In Nederland is het landsdekkend beeld opgezet van mogelijk verontreinigde locaties.
Op basis hiervan is de zogeheten «spoedoperatie» uitgevoerd, waarbij verontreiniging
is gesignaleerd, onderzocht en gesaneerd/beheerst.
Veelal is hier de veroorzaker van de verontreiniging aangesproken.
De verantwoordelijkheid voor de aanpak van bodemverontreinigingen is gedelegeerd aan
de bevoegde overheden op grond van de Wet bodembescherming, dat zijn de provincies
en de grote gemeenten.
Het bevoegd gezag heeft kennis van de aanwezige bodemverontreinigingen op zijn grondgebied,
waaronder ook de verontreinigingen op (voormalige) bedrijfsterreinen en bedrijventerreinen.

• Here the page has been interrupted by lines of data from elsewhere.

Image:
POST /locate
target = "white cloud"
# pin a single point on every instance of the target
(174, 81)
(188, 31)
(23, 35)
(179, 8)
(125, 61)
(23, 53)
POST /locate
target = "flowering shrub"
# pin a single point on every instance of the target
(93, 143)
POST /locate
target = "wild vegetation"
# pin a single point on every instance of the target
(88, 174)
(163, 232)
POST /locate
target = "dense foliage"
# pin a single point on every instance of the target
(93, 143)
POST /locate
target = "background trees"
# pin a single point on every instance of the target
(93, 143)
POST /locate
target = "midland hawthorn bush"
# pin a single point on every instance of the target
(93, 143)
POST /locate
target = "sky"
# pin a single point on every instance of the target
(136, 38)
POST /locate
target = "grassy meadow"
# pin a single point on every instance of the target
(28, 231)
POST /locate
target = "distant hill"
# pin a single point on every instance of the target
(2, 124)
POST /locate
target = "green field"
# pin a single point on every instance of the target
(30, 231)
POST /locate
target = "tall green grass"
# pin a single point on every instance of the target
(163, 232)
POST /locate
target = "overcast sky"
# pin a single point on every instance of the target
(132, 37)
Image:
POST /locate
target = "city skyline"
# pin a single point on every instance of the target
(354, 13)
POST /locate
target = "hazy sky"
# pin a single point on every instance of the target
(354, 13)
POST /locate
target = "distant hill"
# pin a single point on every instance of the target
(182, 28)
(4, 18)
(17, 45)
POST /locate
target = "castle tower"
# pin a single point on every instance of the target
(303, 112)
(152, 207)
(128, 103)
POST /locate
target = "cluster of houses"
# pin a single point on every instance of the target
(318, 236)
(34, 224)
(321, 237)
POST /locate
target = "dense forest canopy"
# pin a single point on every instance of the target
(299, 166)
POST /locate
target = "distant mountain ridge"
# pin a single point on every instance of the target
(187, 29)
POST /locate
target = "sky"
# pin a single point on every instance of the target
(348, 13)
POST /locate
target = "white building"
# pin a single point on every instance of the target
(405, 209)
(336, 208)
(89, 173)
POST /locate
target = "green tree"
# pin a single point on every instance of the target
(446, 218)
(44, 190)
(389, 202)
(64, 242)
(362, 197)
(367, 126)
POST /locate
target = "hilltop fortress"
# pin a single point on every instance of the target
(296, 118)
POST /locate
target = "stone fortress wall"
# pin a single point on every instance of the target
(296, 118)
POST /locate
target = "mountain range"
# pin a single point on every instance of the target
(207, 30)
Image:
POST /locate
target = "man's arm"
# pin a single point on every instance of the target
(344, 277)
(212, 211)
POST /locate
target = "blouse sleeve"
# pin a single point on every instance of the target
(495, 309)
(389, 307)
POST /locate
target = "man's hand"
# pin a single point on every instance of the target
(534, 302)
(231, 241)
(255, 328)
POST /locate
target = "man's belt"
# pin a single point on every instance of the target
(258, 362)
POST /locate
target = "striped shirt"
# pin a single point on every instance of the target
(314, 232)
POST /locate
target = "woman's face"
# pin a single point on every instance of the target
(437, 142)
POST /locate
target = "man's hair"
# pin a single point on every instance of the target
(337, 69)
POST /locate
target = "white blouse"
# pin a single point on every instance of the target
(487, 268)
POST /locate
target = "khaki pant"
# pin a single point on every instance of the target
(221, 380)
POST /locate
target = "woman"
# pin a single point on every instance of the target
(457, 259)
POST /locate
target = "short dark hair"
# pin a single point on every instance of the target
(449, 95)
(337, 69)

Al vanaf de jaren negentig worden de bodemverontreinigingen op bedrijfsterreinen in
beeld gebracht en aangepakt.
De uitvoeringsregeling Besluit verplicht bodemonderzoek bedrijfsterreinen heeft hieraan
bijgedragen. Speciale stichtingen (Stichtingen bodemsanering in gebruik zijnde bedrijfsterreinen,
Stichting SBN en Stichting Bosatex (voor de textielreinigingsbranche)) faciliteerden/faciliteren
de bedrijven met het uitvoeren van bodemonderzoek. De aanpak van de bodemverontreinigingen
waar vanwege onaanvaardbare risico’s voor mens, ecologie en verspreiding risico’s
sanering spoedig noodzakelijk is, wordt apart gemonitord, dit geldt ook voor bedrijfsterreinlocaties.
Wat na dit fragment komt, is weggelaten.